Curious to learn whether others shared the same problem, they started touring various neighbourhoods of the city to ask people on the streets about their experiences with sharing household expenses. Most said they had faced this issue. Vasanth recalls, “Young renters we spoke to were telling us stories they had about falling out with their flatmates over money. Mostly they hadn’t been paid back for certain bills.” The duo realised it was not just the two of them, but many among the hundred people they interviewed had issues managing household finances in the last few years. That is when their vision of harmonising the way people live together took shape.
Things happen
In 2014, the duo raised £150,000 from angel investors for the first hires and developments. That is how Ollie Bennet helped build the beta version of the Splittable app, and Nick Marsh helped the team go through a larger seed funding process in 2015. In October 2015, they raised £800,000 from Seedcamp, Playfair Capital, the London co-investment fund, some of their previous angel investors, and a new one that operates in the property space.

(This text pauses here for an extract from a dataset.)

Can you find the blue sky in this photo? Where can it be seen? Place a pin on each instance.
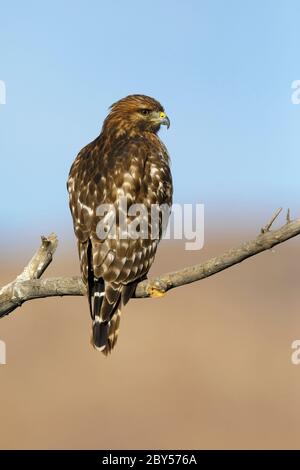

Now, the team grew up to 11 members and the users – although the team prefers not to share exact numbers – are in the tens of thousands. The team shares that Splittable is popular especially among young professional in big cities, where the costs of renting properties are very high. However, Vasanth adds, “We also have seen an increasing number of couples using the apps. We think this is due to the fact that high rental prices drive couples to move in together at a younger age than ever before. Rather than going through the hassles of opening a shared bank account, many of them prefer to use Splittable.”
Global reach
When the team started, Vasanth says the only platforms similar to Splittable were small scale experiments that single individuals were creating for themselves. However, he shares, “Since we started growing we’ve seen the emergence of a few other companies across the world. There’s one in the US, one in the UK, one in Europe, one in Australia.” Yet, he continues, it is still too early to say exactly who dominates the market, “Household management in the young rental demographic space is still a very early stage market, so none of us is significantly far ahead of the others across the world. We like to think we’re the leaders in the space so far, but it’s still early days.”
The team is already looking at global expansion. “Splittable is available in 36 different countries,” explains Vasanth, “Some of our biggest markets outside the UK is in the US especially in New York and San Francisco. Australia and Europe are the largest ones after that, and India is actually among our ten main customer bases!”
The wide world and the challenges
Taking a different perspective on Splittable, one can see in it a tool that has found a pain point in large urban centres that transcend national borders. Probably this is the effect of having the company roots in an open data centre which looks at the world. Or maybe it is the cultural diversity that characterises the team. Vasanth, for example, has still strong family ties in Tamil Nadu where his parents migrated from, and where he recently got married. Whatever the reason, it is definitely an advantage for Splittable’s expanding ambitions.
The challenge is now to implement the revenue model they have worked on for a while. Vasanth says, “Right now we’re in pre-revenue stage. Our monetisation plan is to partner up with some of the service and utility providers and allow our users to pay bills directly through Splittable. We would take a percentage of those bills from the supplier side.” He adds that they are planning to test the model with a few houses in London that would help them develop a system for the UK and then they will start looking at the other countries. Yet, he continues, “We imagine that there will always be a free version of the Splittable app that lets anybody track the expenses they have at home.”